6. Don't Stress Or Assume The Worst
Babies have super-receptors when it comes to parental stress. My girl can detect my stress levels while I am at home and she is at kindergarten. The distance does not stop those receptors.
Whenever their parent is stressed, babies get stressed. I know it can be challenging if the transition is not going super smooth. But remind yourself that it is a process. They will pick up on your stress, making the transition harder for both of you. Repeat over and over again in your head that it is not easy for your baby to adjust to a new sleeping environment and that they need you to be there for them.
7. Plan More Time To Fall Asleep
I remember how surprised my kids looked the first time they were supposed to sleep in their new room. I put them into their crib, and they looked at me like, "what is happening here?". It was funny and scary at the same time.
Your baby will not know what is going on the first few nights. They might need more time to settle to sleep. So make sure to prepare for bed a little bit earlier. Taking 30 minutes to fall asleep is very normal. Everything under 20 minutes is actually really fast.
You also want to prevent your baby from getting overtired. Otherwise, they will have a really hard time falling asleep.
8. Stay In The Room For The First Couple Of Nights
It's absolutely no problem to stay with your baby in their room for the first few nights. It might make the transition for both of you easier.
Place a mattress on the floor near their crib so you can easily comfort them when they wake up during the night. You can later use a baby monitor to keep an eye on your little one.
9. Buy A Big Kid Bed
Toddler beds to the rescue! If you are moving out your toddler, a new bed can be a real hit. Children get super excited when they get a bigger bed. Announce that the new room comes with a cool new toddler bed and maybe a new stuffed animal.
10. On Moving Day, Start With Naps Or Bedtime?
That really depends on your child. If your baby goes down easily in the evening, start with bedtime and follow up with naps the next day. Sleep pressure is high in the evening, and your baby might be less distracted by the new room.
However, if bedtime is a struggle or your baby takes a long time to fall asleep, start with the first nap of the day (morning or lunch nap). Morning naps are usually easy to achieve. And if the nap doesn't go as planned, you can still have an earlier bedtime.

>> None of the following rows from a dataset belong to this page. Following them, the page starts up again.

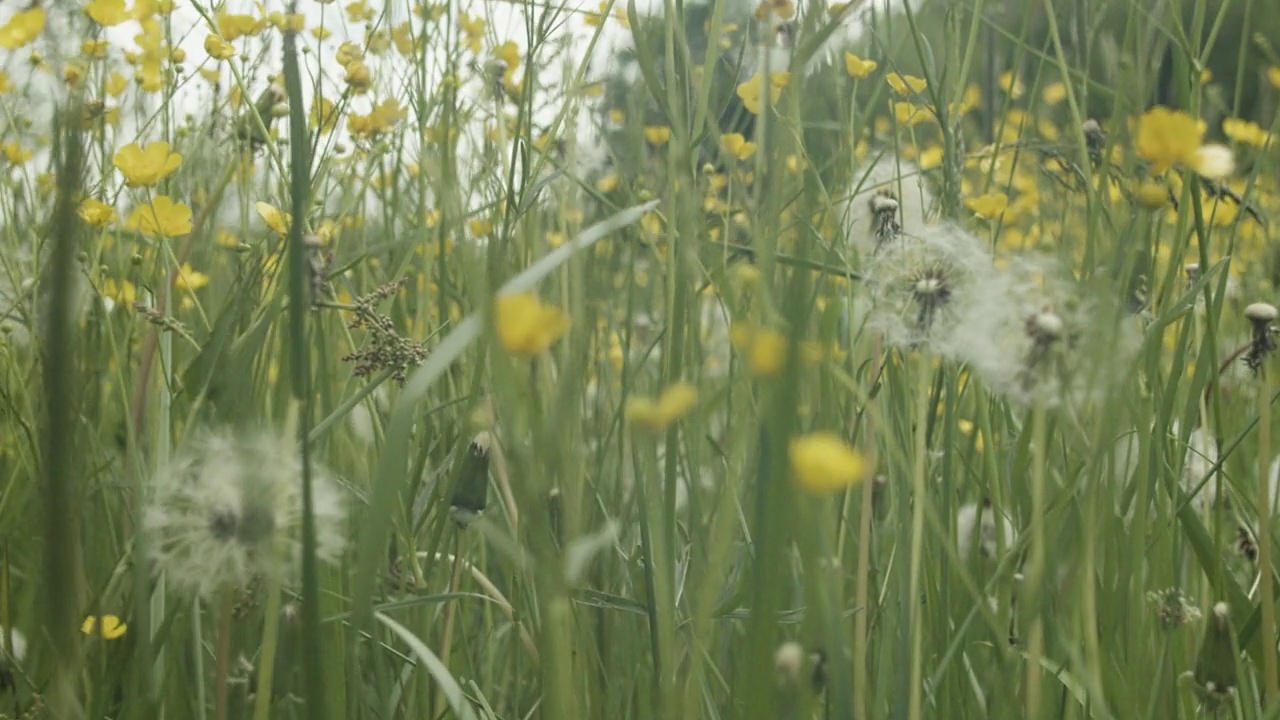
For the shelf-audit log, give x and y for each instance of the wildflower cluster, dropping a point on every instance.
(387, 347)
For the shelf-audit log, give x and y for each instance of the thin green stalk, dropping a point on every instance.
(862, 642)
(300, 368)
(222, 678)
(1266, 589)
(266, 659)
(919, 496)
(1036, 572)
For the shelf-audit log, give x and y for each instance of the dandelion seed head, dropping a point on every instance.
(890, 186)
(1261, 313)
(918, 282)
(228, 509)
(787, 661)
(1036, 335)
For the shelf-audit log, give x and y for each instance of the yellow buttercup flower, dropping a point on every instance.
(822, 463)
(146, 167)
(910, 114)
(234, 27)
(737, 146)
(161, 217)
(274, 218)
(905, 85)
(1166, 137)
(673, 404)
(526, 327)
(752, 91)
(1170, 137)
(108, 13)
(96, 213)
(988, 206)
(218, 48)
(109, 628)
(856, 67)
(472, 31)
(766, 350)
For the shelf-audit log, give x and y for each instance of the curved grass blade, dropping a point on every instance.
(392, 463)
(437, 669)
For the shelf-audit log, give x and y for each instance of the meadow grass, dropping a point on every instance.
(763, 373)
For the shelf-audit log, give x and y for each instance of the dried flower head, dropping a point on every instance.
(887, 197)
(1040, 337)
(885, 218)
(228, 509)
(387, 349)
(1173, 607)
(1214, 680)
(1261, 315)
(918, 282)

Either way, chances are you are going to lose some sleep yourself. ;)
I know there is a lot of pressure on parents that they HAVE to move their kids into their own rooms to promote independent sleep. Otherwise, they might still want to sleep with you in your bedroom until all eternity.
But the truth is that room sharing works perfectly for many families, and if it does for yours, then there is absolutely no pressure to move your baby out of the bedroom as fast as possible. I actually enjoyed having them in my room and bed as they got older. The irony, huh?
But you also might want to have your bedroom to yourself again. Then you should claim that right as well.
Just remember one thing: Whatever you choose to do, it is your decision to make, and you should make it on your terms.